Richardson dairies near Maiden Rock, Wis. Because the landscape is untouched by glaciers, the topography of the land just east of the Mississippi rolls and twists steeply in and out of the ancient valleys.
Fields ae small, yet competition for farmland is intense because this area is dense with dairy cows. Richardson farms 2,400 acres spread out over 30 miles. “If we put manure on wheels, it’s costing us 2 1/2¢/gal,” he says.
He looked at various options, knowing he wanted to stay with sand bedding for both cow comfort and milk quality. But the process to reclaim sand, separate manure solids and concentrate nutrients is no easy job.
Richardson’s settled on a two-pronged solution, that uses both mechanical sand separation and drum composting of solids, and then both ultrafiltration (UF) and reverse osmosis (RO) to concentrate nutrients down to about a two-thirds of their original volume.

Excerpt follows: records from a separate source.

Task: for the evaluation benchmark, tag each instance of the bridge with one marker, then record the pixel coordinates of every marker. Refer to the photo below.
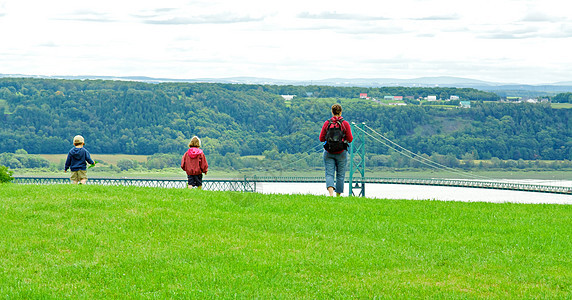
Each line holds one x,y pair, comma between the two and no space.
249,184
356,179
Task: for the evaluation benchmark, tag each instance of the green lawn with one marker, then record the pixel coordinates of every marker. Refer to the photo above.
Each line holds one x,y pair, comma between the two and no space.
97,242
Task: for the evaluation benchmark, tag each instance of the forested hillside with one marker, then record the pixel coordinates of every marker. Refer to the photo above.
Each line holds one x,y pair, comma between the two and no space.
42,116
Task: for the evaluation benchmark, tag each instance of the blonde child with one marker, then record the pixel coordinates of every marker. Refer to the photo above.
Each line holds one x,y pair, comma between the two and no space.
195,164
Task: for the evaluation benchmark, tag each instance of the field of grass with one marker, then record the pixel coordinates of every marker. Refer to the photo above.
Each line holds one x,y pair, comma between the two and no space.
69,242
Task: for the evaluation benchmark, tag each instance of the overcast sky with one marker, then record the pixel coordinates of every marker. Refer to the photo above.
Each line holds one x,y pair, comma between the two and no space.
522,41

The solids part of the system is like most such systems, relying on conventional sand and manure solid separation. Given the volume of material separated, Richardson uses two large drum composters to ensure solids are in the drums 48 hours to ensure bacterial kill. The compost is sold to a local vendor for soil inoculants.
The liquid portion of manure is then pumped to the water building where it goes through a system that uses both UF and RO processes. Phase One sends centrate through the UF developed by Aqua Innovations, and separates the liquid into two streams. The first stream, an intermediate “teawater,” is held for further processing the RO system. The second product is a highly concentrated liquid that partitions about 95% of the phosphorus into about a third of the original volume. This UF concentrate is then sent to the lagoon for use as fertilizer.

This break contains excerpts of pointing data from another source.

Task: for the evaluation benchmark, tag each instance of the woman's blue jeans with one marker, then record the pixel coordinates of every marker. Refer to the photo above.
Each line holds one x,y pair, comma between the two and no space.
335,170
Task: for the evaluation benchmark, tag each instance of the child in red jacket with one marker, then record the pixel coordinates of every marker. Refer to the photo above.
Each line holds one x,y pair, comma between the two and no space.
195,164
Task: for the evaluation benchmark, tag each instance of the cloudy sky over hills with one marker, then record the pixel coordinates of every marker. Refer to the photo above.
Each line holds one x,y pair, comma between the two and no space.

The teawater is further processed through the RO system to generate two more end products. The first has about 1 to 2% of the phosphorus of the original manure volume while retaining the nitrogen and potassium in the manure liquid. This “Super Teawater” is about a third of the volume of the original concentrate volume. The second and final end product is purified water that can be safely discharged directly to the environment. And because it’s almost the purity of distilled water with no minerals present, it will be discharged onto fields or into a waterway and not re-used for cattle drinking water.
While the entire process is capital intense and will take about $3,000 of Phase 3 power per month, Richardson estimates it will eliminate some 1,500 loads of manure that won’t have to hauled annually. “At $200 per load, that adds up in a hurry,” he says.
The concentrated nutrients mean he’ll also have to spread just 7,000 to 8,000 gallons of manure liquids to raise an acre of corn. With the old system, he had to spread 25,000 to 30,000 gallons per acre.
He’ll also be purchasing about 90% less sand each year, and will have composted solids sales to help offset some of the operational expense of the manure system. The bottom line: Richardson believes he’ll save $1.80/cwt of milk sold even with the capital cost of the manure system included.